Taking into account all of the available information at hand, there are numerous ways governments and able individuals can assist the unhoused during climate hazards to prevent loss of life and work for a more sustainable future. Within a proper resilient community, it is the role of the individual to learn their responsibilities and for the municipal governments to create easy access to this information. It is important for those facing homelessness to learn when it is hurricane season (June to November, with peak months being September to October).
Municipalities should bear the responsibility of relaying this information in clear, designated areas in various languages to ensure those who are unhoused can find their nearest emergency shelter during an evacuation. One great example comes from the National Healthcare for the Homeless Council in Nashville, who designed a series of weather specific informational flyers that can be posted throughout the city with clear instructions on how the individual can best prepare for a climate hazard. For example, one poster shows a diagram of what can happen if you set up a tent in the lowlands during a flood, so even someone struggling with a reading impairment can visualize how to protect themselves during heavy rain. Organizations such as the MacEachen Institute have also proposed staged evacuations to allow for practiced community resilience. These shifts in attitude and adopted policies are monumental in building back better communities where the challenge of invisibility is less severe.
In the face of climate related hazards, the path forward is one filled with determination and hope. As we reflect on the critical issues of homelessness during climate emergencies, it becomes evident that there are numerous avenues through which governments and individuals can make a positive impact. Pam Lovelace, a Nova Scotia councilor has summarized the feeling that accompanies so many harsh climate disasters: “People are exhausted,” Lovelace reported, “It’s so much in such a small time period.
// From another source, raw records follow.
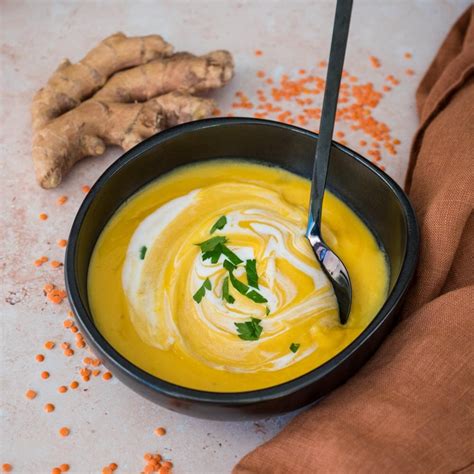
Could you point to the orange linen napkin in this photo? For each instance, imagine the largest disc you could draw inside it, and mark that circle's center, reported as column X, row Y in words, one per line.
column 410, row 409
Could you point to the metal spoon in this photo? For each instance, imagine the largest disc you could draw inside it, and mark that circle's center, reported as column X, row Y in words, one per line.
column 330, row 262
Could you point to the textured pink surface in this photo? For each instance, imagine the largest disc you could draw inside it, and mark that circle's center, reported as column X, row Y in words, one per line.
column 108, row 422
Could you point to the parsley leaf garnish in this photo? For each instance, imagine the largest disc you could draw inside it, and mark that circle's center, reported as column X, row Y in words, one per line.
column 243, row 289
column 238, row 285
column 250, row 330
column 210, row 244
column 199, row 295
column 256, row 296
column 251, row 270
column 230, row 267
column 219, row 224
column 294, row 347
column 225, row 291
column 230, row 255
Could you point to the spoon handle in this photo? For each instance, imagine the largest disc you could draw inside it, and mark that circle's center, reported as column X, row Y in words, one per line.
column 331, row 93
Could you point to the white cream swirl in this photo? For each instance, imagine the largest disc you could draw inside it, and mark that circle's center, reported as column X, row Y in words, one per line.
column 261, row 225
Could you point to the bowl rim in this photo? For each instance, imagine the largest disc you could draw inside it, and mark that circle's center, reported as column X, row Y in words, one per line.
column 253, row 396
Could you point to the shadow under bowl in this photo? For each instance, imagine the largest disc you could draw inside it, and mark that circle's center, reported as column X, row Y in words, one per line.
column 373, row 195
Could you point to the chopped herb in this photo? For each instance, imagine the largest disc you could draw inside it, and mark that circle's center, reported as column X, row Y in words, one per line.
column 212, row 254
column 219, row 224
column 250, row 330
column 294, row 347
column 256, row 296
column 238, row 285
column 252, row 276
column 230, row 267
column 225, row 291
column 243, row 289
column 230, row 255
column 199, row 295
column 210, row 244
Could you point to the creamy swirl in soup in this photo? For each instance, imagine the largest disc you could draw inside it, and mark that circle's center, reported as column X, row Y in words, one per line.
column 205, row 278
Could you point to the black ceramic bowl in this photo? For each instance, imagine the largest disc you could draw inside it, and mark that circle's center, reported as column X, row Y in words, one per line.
column 374, row 196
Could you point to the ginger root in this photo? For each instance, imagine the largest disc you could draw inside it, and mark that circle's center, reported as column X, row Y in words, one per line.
column 123, row 91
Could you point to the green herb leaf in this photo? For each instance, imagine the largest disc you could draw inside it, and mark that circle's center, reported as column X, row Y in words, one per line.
column 199, row 295
column 294, row 347
column 225, row 291
column 238, row 285
column 230, row 267
column 243, row 289
column 252, row 276
column 230, row 255
column 250, row 330
column 219, row 224
column 210, row 244
column 256, row 296
column 212, row 254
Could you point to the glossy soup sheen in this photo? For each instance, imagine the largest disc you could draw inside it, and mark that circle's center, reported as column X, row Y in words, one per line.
column 146, row 268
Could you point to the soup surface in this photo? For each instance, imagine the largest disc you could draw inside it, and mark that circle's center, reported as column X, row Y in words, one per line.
column 205, row 278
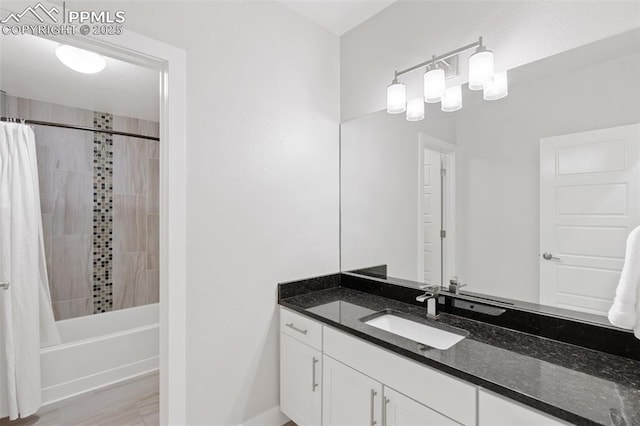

“From a mental health perspective, we’re asking people to check in on their neighbors.” Community resilience is key in building societies that work concurrently to prevent loss of life during climate evacuations. While the government can handle movements to build back better and create more sustainable and affordable housing after climate hazards so those without a home have somewhere safe to return after the storm. With increased awareness and collective efforts, we can navigate climate evacuations with resilience, ensuring that everyone has a safe haven after the storm and the opportunity to thrive once more. Together, we can build not only back better, but with hope for brighter and more sustainable days ahead.